"HyDrone is a technology program to develop new concept underwater vehicles, highly reconfigurable with different payloads"
What is the challenge that is being addressed?
HyDrone is a technology program to develop new concept underwater vehicles, highly reconfigurable with different payloads, expected to carry out underwater missions at different degrees of autonomy and to operate resident underwater without maintenance for up to two years. Typical missions range from geographically restricted inspections and operations on wells, pipelines and processing systems (using wired communication and power), to medium range missions (based on underwater wifi communication and battery power), to long-range missions.
AI planning techniques may help to overcome several problems like:
- Management of system resources even in abnormal or unexpected conditions happening during mission execution
- Management of critical/abnormal situations that may lead to damage or risks in general
- Making the mission’s definition independent from specific field, so allowing to develop a much more general code in the lowest levels of the architecture (improving reusability, testability and development of additional features for the system and not for a specific scenario)

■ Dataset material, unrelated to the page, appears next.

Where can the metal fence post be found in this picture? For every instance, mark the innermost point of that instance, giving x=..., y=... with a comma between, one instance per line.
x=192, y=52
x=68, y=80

- Allow planning missions that foresee use of manipulator and tools in general in a seamless way with the rest of the mission
- Exploiting opportunities that may not be exploited by standard, rigid plans programmed by humans
- Help in validating missions proposed/developed by humans
What is the AI solution the project plans to implement?
In the HyDrone context, AIPlan4EU will focus on the inspection and maintenance of subsea fields, structures, and infrastructures via Autonomous Underwater Vehicles. An Autonomous Underwater Vehicle will navigate through a complex 3D map and reach an ordered set of inspection locations. While navigating, the robot will optimize resource utilization (such as time, battery charge and data capacity). Due to the unpredictable and non-deterministic nature of the underwater operating environment, it will be crucial for the robot to have replanning capabilities to adapt and adjust its path and actions due to failures or new opportunities. AIPlan4EU will model the problem as a temporal planning problem with numeric resources to be optimized (e.g., battery consumption and data storage). The AIPlan4EU planner will find the optimal path for the robot (i.e., the ordered set of targets to be reached) while optimizing numeric and temporal resources as well as handling optionality among goals. Moreover, it will handle (re-)planning requests in real-time; according to the request, it will adjust computed plans.